“O quanto vale o seu pé?” A pergunta orienta o alerta da podologista e especialista em pé diabético Andréa Costa. Segundo ela, a micose de unha, chamada de onicomicose, exige atenção de quem convive com diabetes.
Nesse contexto, a especialista explica que o problema não envolve estética. A condição pode abrir porta para infecções quando não recebe acompanhamento clínico. Além disso, alterações na glicemia e lesões nos pés aumentam o risco de complicações.
Portanto, a podologista defende acompanhamento regular e orientação direta ao paciente sobre autocuidado.
Onicomicose no diabetes pode abrir porta para infecções
A onicomicose corresponde à infecção fúngica que atinge a unha. Segundo Andréa Costa, o problema pode funcionar como porta de entrada para infecções na corrente sanguínea.
Além disso, pessoas com diabetes podem apresentar dificuldade para manter a glicemia estável. Nesse cenário, pequenas lesões podem evoluir quando não recebem acompanhamento.

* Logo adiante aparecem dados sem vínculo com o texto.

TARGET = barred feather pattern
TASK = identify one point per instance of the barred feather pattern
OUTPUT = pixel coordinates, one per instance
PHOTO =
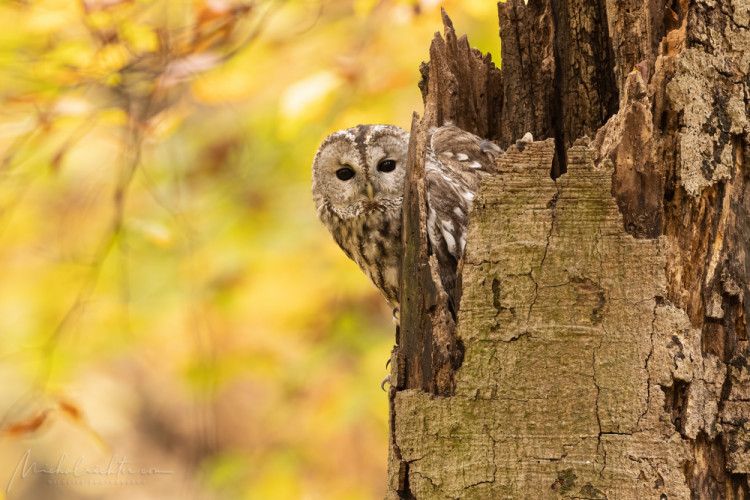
(363, 212)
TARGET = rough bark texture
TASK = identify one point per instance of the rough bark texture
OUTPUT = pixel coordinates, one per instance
(600, 348)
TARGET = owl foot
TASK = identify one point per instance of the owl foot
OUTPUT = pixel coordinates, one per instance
(524, 141)
(386, 380)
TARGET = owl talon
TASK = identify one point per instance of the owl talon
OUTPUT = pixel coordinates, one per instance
(524, 141)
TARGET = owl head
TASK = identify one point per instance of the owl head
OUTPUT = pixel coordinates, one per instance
(360, 170)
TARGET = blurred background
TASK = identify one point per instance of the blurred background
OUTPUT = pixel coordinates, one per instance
(174, 321)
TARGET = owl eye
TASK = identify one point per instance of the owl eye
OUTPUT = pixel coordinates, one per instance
(387, 166)
(345, 173)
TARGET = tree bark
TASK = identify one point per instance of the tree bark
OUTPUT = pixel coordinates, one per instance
(600, 348)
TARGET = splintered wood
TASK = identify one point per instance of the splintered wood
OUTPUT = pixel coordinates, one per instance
(567, 335)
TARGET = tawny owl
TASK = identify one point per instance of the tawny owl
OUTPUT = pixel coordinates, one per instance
(358, 188)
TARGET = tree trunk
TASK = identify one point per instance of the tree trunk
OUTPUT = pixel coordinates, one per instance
(600, 348)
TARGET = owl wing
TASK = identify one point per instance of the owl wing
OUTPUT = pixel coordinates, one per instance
(454, 164)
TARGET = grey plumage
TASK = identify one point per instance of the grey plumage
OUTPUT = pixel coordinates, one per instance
(363, 212)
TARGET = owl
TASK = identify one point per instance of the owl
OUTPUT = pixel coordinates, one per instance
(358, 189)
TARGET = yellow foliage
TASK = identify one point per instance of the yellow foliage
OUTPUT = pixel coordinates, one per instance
(168, 294)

A especialista afirma que muitos pacientes tratam a alteração na unha como questão estética. No entanto, ela orienta que o problema exige avaliação clínica.

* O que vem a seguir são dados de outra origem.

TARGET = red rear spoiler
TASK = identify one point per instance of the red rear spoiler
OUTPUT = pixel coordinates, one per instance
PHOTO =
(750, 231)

“Micose de unha não é estética”, afirma a podologista durante explicação sobre o tema.
Podologia clínica busca evitar amputações
Andréa Costa afirma que atua com foco em podologia clínica. Segundo ela, o objetivo do acompanhamento consiste em evitar complicações que podem levar à amputação.
Nesse contexto, o profissional observa sinais como lesões, micose de unha e controle da glicemia. Além disso, a avaliação permite orientar o paciente sobre cuidados diários com os pés.
A especialista explica que o paciente não deve se conformar com alterações nas unhas. Portanto, qualquer mudança exige atenção e acompanhamento.
Acompanhamento regular ajuda no cuidado com os pés
A podologista recomenda acompanhamento periódico. Segundo Andréa Costa, o ideal envolve visitas mensais quando possível.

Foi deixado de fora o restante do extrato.